# Enigmatic Code

Programming Enigma Puzzles

## Enigma 1643: Divisibility test

From New Scientist #2809, 23rd April 2011 [link]

abcdefghij is a 10-digit number containing one each of the digits 0 to 9 in some order (a ≠ 0). With the exception of the letter which represents zero, a divides abcdefghij, b divides bcdefghij, c divides cdefghij and so on to the end.

What are the largest and smallest 10-digit numbers with this property?

[enigma1643]

### One response to “Enigma 1643: Divisibility test”

1. jimrandell 7 December 2011 at 7:33 pm

Generating all possible permutations and finding the maximum and minimum numbers that satisfy the conditions takes the following Python program around 5.4s:

```from itertools import permutations
from enigma import irange, printf

def check(s):
if s[0] == 0: return 0
n = 0
p = 1
for d in reversed(s):
n += d * p
if d > 0 and n % d > 0: return 0
p *= 10
return n

ns = []
for s in permutations(irange(0, 9), 10):
n = check(s)
if n > 0: ns.append(n)

printf("{n} solutions, max = {max}, min = {min}", n=len(ns), min=min(ns), max=max(ns))
```

We can unroll the loop and do early rejection of numbers that fail the condition in the early digits.
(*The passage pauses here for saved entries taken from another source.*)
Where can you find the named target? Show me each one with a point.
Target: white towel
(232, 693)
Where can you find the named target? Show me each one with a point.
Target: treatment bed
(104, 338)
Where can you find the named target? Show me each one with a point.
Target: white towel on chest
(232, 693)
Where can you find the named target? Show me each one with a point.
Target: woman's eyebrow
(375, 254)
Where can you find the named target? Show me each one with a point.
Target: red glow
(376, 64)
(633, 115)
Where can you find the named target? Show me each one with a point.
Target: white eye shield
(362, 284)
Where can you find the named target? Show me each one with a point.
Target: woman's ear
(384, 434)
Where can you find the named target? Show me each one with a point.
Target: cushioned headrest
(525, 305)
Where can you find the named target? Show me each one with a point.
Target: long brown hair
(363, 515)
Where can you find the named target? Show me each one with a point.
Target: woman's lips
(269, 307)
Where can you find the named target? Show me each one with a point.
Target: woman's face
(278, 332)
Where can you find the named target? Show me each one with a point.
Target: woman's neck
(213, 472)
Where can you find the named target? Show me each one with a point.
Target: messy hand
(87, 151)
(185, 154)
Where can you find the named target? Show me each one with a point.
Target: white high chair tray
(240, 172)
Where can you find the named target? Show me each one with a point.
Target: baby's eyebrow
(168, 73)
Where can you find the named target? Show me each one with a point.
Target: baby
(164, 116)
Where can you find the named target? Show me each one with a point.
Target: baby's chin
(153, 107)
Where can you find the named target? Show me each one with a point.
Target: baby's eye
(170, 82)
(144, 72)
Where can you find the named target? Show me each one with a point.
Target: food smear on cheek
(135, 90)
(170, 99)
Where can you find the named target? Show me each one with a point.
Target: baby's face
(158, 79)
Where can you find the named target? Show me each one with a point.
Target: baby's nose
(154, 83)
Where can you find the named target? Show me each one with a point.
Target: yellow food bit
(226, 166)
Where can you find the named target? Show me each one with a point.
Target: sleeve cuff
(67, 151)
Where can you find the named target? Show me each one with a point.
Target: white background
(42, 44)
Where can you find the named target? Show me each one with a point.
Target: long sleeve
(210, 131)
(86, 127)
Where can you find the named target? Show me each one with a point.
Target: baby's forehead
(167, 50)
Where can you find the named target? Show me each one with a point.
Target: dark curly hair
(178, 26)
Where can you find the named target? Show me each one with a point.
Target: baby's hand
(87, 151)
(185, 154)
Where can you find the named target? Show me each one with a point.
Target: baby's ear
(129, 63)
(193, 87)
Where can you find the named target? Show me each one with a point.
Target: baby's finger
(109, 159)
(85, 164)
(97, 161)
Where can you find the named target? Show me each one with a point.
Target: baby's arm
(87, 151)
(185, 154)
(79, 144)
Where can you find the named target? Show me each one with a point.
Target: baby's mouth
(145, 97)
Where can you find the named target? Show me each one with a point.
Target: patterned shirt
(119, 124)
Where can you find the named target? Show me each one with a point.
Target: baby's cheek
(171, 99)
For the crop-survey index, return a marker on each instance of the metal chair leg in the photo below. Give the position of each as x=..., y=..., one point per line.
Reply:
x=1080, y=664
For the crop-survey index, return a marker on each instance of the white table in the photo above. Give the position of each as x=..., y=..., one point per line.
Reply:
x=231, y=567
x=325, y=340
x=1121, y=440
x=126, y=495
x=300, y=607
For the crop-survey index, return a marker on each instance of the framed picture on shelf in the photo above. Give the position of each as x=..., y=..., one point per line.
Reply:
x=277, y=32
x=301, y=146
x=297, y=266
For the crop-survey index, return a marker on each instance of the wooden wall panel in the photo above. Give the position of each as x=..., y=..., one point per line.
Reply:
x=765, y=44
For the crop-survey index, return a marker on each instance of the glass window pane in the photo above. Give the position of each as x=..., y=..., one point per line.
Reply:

That’s a longer program, but runs in 163ms.

However, if we set up the initial list correctly we can use the order that permutations are generated by Python to find only the first solution. Which gives us the maximum and minimum numbers in 31ms.

```from itertools import permutations
from enigma import irange, printf

def check(s):
if s[0] == 0: return 0
n = 0
p = 1
for d in reversed(s):
n += d * p
if d > 0 and n % d > 0: return 0
p *= 10
return n

for s in permutations([1, 0, 2, 3, 4, 5, 6, 7, 8, 9]):
n = check(s)
if n > 0:
printf("min = {n}")
break

for s in permutations([9, 8, 7, 6, 5, 4, 3, 2, 1, 0]):
n = check(s)
if n > 0:
print("max = {n}")
break
```

Solution: The largest such number is 9876351240. The smallest is 1234897560.